The Briskow farm, it appeared, lay about twenty miles out, but twenty miles over oil-field roads proved to be quite a journey. During the muddy season the driver declared, it might well take a whole day to make that distance; now that the roads were dry, they could probably cover it in two or three hours, if the car held together. Traffic near Ranger was terrific, and how it managed to move, even at a snail's pace, was a mystery, for to sit a car was like riding a bucking horse. If there had been the slightest attempts at road building they were now invisible, and the vehicular streams followed meandering wagon trails laid down by the original inhabitants of pre-petroleum days, which had not been bettered by the ceaseless pounding of the past twelve months. Up and down, over armored ridges and into sandy arroyos, along leaning hillsides and across 'dobe flats, baked brick hard by the sun, the current of travel roared and pounded with reckless disregard of tire and bolt and axle. In the main, it was a motor-driven procession. There were, to be sure, occasional teams of fine imported draft horses, but for every head of live stock there were a dozen huge trucks, and for every truck a score of passenger cars. These last were battered and gray with mud, and their dusty occupants were of a color to match, for they drove blindly through an asphyxiating cloud. Even the thirsty vegetation beside the roads was coated gray, and was so tinder dry that it seemed as if a lighted match would explode it.

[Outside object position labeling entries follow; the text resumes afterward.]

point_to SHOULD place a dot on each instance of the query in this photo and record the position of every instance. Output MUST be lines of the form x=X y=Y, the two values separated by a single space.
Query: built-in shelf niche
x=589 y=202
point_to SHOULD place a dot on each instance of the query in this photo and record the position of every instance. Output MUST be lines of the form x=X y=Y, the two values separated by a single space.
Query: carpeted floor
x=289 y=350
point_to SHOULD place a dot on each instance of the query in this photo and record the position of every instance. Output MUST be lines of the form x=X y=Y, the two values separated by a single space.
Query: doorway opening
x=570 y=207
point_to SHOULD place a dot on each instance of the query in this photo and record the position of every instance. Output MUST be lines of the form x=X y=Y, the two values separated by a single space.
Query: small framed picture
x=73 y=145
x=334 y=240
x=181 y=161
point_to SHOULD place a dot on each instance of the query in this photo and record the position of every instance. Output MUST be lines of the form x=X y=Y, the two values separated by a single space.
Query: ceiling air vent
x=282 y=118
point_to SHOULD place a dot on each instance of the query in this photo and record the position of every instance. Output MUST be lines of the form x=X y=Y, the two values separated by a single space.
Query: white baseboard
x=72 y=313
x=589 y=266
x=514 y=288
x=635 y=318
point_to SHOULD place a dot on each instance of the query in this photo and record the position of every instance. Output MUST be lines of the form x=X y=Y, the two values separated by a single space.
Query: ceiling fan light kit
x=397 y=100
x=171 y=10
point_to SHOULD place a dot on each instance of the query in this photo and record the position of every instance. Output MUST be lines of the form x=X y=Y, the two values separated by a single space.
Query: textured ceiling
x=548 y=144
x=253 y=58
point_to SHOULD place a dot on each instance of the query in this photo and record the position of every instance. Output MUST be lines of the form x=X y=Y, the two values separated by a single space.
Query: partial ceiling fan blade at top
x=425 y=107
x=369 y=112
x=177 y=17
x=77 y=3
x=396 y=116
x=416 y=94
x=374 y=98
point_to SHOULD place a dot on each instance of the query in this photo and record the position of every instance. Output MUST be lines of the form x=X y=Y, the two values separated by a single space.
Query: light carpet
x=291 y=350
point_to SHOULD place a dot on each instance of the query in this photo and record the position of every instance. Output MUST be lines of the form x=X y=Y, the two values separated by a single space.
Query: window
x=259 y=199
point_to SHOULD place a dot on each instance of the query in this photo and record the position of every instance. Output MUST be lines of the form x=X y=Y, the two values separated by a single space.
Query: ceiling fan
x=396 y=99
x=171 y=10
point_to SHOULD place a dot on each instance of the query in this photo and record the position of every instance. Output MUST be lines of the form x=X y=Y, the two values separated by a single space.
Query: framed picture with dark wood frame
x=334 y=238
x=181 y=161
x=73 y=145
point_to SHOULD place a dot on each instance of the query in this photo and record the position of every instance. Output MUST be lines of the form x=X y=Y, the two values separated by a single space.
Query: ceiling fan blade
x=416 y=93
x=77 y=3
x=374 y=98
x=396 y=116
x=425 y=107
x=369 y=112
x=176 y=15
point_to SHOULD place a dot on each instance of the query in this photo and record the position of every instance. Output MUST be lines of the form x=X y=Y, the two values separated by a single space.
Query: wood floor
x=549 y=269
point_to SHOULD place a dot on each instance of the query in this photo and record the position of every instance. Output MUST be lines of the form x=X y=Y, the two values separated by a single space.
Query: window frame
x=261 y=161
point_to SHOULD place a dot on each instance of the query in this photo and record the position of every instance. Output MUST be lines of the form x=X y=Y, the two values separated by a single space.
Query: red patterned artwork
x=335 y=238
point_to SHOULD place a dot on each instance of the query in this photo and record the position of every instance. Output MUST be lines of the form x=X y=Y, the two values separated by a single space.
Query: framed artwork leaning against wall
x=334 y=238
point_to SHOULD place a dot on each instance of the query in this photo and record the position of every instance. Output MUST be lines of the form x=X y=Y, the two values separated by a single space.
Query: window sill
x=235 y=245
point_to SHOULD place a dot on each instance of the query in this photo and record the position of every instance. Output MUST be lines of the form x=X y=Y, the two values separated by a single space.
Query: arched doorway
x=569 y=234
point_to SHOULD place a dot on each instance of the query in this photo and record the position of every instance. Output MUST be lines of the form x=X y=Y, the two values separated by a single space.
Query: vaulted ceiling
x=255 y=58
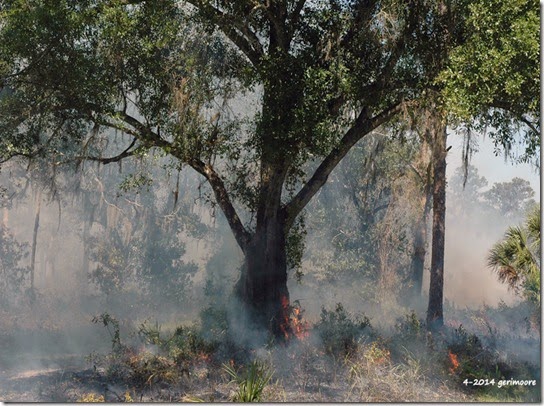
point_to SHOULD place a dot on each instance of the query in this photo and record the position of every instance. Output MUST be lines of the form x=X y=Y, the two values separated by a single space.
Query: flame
x=454 y=361
x=293 y=325
x=202 y=356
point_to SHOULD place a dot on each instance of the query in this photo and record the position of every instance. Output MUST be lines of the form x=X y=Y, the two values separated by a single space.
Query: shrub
x=251 y=383
x=339 y=332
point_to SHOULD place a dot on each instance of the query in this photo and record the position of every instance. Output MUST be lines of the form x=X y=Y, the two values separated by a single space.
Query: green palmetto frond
x=516 y=259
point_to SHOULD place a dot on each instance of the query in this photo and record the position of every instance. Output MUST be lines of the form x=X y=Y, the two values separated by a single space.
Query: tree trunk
x=34 y=247
x=420 y=244
x=435 y=316
x=263 y=283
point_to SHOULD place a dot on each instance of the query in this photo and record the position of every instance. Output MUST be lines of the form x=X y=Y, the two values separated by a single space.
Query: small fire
x=203 y=357
x=293 y=323
x=454 y=361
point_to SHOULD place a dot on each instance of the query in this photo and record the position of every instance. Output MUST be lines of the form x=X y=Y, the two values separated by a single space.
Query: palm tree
x=516 y=258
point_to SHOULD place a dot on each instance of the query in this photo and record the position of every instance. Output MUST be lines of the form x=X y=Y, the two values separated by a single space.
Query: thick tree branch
x=222 y=197
x=235 y=29
x=295 y=17
x=363 y=125
x=125 y=154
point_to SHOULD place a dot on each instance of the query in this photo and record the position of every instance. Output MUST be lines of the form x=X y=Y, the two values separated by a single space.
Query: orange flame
x=293 y=324
x=454 y=361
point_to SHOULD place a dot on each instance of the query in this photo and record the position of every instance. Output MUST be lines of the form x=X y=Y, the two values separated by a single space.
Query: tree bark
x=34 y=247
x=435 y=316
x=420 y=232
x=262 y=286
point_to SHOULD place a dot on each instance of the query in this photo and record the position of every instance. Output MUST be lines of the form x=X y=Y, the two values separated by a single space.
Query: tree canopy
x=492 y=79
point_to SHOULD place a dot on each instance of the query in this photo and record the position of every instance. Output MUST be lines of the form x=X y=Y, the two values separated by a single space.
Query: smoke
x=347 y=260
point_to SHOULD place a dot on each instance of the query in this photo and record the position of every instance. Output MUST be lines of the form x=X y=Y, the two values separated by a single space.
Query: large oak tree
x=166 y=75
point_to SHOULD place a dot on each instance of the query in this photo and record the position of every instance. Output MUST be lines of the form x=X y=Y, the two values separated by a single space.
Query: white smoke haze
x=58 y=335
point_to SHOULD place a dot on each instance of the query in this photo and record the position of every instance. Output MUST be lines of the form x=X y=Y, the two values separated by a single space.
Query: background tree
x=328 y=74
x=511 y=199
x=477 y=90
x=516 y=259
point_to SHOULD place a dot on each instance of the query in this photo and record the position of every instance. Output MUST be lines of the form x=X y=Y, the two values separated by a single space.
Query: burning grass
x=341 y=357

The sun glared cruelly, and the pyramidal piles of iron pipe chained to the groaning trucks and plunging trailers were hot enough to fry eggs upon, but neither they nor the steaming radiators gave off more heat than the soil and the rocks.
Detours were common—testimony to man's inherent optimism—but each was worse than the other, the roadbeds everywhere were rutted, torn, broken up as if from long-continued heavy shell fire.
From every ridge skeleton derricks were in sight as far as the eye could reach, the scattered ones, whose clean timbers gleamed in the sunlight, testifying to dry holes; the blackened ones, usually in clumps, indicating "production"—magic word.
There were a few crossroads settlements—"hitch-rail towns"—unpainted and ramshackle, but nowhere was there an attempt at farming, for this part of Texas had gone hog wild over oil. Abandoned straw stacks had settled and molded, cornfields had grown up to weeds, what few head of cattle still remained lolled near the artificial surface tanks, all but dried into mud holes.
It was a farm of this character that Gray's driver finally pointed out as the Briskow ranch. The house, an unsightly story-and-a-half affair, stood at the back of what had once been a cultivated field, and the place was distinctive only in the fact that it gave evidence of a good water well, or a capacious reservoir, in the form of a vivid green garden patch and a few flourishing peach trees immediately behind the residence—welcome relief to the eye.